Lessons in Listening
UNC researchers capture the songs and study the behavior of canyon and rock wrens
By Debbie Pitner Moors
It’s a gray fall morning at Bobcat Ridge Natural Area just west of Loveland. UNC biology
professor Lauryn Benedict, doctoral student Nadje Najar and master’s student TJ Hathcock
walk along a high path, then stop as Hathcock lifts his binoculars and looks toward
a rocky outcropping.
Somehow, amidst the myriad natural sounds drifting over the landscape, he’s picked out the sound of a rock wren, like a miner sifting for gold. His hearing is tuned to the musical notes of this small, brown bird, and Benedict and Najar hear it too, lifting their own binoculars.
This is a bird species that all three of the scientists know well. Benedict has been studying the rock wren and its cousin, the canyon wren, for six years. Najar has just returned to Greeley after a summer-long study of rock wrens that traversed from Texas to Montana, and Hathcock has spent the last two summers scaling rocky outcroppings to play rock and canyon wren recordings and capture their sounds.
The iconic song of the canyon wren is arguably the soundtrack of the American West, lifting and curling and cascading along canyons, boulder fields and cliffs that range from central Mexico to just south of the U.S./Canadian border. The song of the rock wren is less well known, but is also part of the acoustic fabric of rocky western habitats.
While Benedict, Najar and Hathcock each focus on different questions about canyon wrens and rock wrens, their research interconnects as they study social behavior and communication, as well as habitat use, in these cliff-associated wren species.
The songs of canyon and rock wrens haven’t been studied much, so the team’s work at UNC is an important foray into new areas. They’re looking at how habitat may affect song, the differences in vocalization of males and females, how they communicate, how birdsong has evolved and how the birds respond to intruders.
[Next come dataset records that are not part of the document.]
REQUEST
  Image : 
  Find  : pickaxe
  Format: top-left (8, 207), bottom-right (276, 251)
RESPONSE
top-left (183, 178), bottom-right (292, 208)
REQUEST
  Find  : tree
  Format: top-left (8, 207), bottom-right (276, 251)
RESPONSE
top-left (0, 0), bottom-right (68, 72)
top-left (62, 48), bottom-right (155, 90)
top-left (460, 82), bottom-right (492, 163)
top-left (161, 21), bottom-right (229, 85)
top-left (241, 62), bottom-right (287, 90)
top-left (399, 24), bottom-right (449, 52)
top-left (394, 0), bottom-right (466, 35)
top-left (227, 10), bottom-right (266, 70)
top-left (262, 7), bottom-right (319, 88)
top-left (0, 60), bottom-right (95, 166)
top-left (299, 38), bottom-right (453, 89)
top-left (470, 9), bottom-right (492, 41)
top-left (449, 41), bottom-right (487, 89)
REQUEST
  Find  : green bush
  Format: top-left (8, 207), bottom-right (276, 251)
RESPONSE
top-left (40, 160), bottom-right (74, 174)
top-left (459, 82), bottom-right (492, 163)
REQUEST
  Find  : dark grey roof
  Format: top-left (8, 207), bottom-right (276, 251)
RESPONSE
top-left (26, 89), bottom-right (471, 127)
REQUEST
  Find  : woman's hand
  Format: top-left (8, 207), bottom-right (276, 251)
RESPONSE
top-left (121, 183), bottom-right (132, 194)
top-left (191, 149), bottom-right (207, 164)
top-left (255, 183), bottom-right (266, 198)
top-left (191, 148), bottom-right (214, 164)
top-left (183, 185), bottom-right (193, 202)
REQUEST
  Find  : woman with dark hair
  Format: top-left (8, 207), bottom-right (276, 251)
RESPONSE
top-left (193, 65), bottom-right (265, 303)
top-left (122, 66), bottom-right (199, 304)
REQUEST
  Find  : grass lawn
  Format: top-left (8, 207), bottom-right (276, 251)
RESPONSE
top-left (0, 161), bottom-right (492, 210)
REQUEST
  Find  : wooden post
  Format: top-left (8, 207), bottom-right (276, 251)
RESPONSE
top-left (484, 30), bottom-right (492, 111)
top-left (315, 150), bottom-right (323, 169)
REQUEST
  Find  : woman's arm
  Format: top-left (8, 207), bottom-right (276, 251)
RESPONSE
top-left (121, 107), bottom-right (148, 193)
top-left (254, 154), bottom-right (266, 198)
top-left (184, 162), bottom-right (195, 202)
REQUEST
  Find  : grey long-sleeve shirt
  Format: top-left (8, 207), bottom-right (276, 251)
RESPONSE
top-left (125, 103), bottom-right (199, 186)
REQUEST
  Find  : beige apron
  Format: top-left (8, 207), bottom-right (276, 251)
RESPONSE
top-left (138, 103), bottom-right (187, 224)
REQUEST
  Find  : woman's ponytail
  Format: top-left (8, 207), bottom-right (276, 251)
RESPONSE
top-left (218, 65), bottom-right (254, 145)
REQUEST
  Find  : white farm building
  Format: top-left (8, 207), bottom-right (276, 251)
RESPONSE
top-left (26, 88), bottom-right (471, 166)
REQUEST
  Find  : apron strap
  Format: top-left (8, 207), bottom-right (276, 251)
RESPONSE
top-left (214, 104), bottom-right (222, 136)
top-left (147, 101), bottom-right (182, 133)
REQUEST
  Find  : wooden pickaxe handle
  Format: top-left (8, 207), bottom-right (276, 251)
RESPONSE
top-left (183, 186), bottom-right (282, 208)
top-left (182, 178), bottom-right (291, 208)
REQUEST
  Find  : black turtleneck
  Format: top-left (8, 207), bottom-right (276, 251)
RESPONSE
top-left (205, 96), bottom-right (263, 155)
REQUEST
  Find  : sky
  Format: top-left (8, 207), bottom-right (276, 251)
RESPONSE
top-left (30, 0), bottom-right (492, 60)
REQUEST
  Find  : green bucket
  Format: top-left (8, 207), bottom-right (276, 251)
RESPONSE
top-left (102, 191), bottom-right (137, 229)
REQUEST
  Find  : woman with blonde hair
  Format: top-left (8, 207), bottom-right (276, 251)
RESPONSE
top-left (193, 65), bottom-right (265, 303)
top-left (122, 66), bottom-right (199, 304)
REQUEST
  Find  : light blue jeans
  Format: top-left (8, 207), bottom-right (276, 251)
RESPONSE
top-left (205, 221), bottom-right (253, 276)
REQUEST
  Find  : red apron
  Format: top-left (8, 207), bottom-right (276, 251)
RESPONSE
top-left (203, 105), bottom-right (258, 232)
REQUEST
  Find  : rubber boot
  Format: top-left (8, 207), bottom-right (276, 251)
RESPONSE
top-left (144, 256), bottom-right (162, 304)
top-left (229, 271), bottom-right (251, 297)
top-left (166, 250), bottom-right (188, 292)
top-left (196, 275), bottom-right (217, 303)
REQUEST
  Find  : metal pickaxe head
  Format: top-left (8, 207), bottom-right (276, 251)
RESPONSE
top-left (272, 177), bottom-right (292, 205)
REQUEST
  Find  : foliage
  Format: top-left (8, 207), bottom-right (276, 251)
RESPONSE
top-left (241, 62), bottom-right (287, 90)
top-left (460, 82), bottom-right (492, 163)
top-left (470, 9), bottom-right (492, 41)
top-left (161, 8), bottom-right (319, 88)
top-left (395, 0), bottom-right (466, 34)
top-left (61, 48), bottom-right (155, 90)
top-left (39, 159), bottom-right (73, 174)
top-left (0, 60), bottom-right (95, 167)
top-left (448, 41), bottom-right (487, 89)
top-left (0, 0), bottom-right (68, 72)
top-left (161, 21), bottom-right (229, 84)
“Animals do things differently,” says Najar, pointing out that rock wrens she studies react to intruders in different ways. “Some don’t give themselves away at first. Others charge in. You get extremes of aggression versus non-confrontation.”
Although canyon wrens and rock wrens are closely related, a curious and significant difference between the two species has to do with the number of songs in their repertoires. While a single canyon wren sings about five different song types, a rock wren far surpasses that, with a loquacious 120 songs. Why have two closely related species evolved so differently from a communication standpoint? That’s a question that could bring insight into how bird behavior and communication are shaped by factors like social context, habitat and population density.
To investigate these issues, Benedict and her team record birdsong in the field, then use technology to translate sound into a visual representation of song pitch, duration and changes that are often too subtle for the human ear. The resulting spectograms paint a picture that’s helping sort out small differences in communication from one wren to the next.
Individual birds of the same species all sing songs that recognizably belong to that species, much the same way that people speaking a single language all use the same words and phrases. Nevertheless, there are differences between individuals in terms of the particular song types they use and the way they sing them.
As among humans, these differences can arise from geography — populations that are distant from each other often have different “dialects” or “accents” — or they can arise from individual differences. Benedict, Najar and Hathcock are all working to understand some of the individual level differences that cause the songs of each bird in a neighborhood to sound unique.
Studying how and why these little brown wrens communicate can be an exercise in patience. Describing a typical day in the field, Hathcock says he’s often awake at 4 a.m., spends about an hour driving to the field, then hikes in (loaded with recording equipment, binoculars and a backpack), and sets up and waits (sometimes for hours) for the show’s star to appear. But it’s work that he loves. And it’s a love for science that he hopes to share once he finishes his master’s degree in Biology by becoming a high school teacher. “My generation is so tech-oriented,” he says. “We’re really trying to get kids out of the classroom.”
Sparking an interest in the natural world may just be one of the benefits of studying bird communication and behavior. Scientists are also looking at the effects of birdsong on humans — from lowering anxiety to improving study skills and concentration.
Along the rocky shoulders of Colorado’s Bobcat Ridge, distanced from the noise and pervasive technology of everyday life, it’s not hard to imagine the therapeutic benefits of birdsong. It’s a lesson in listening and connecting — in being immersed in the landscape rather than passing through it, finding the current of music that slips through the natural world.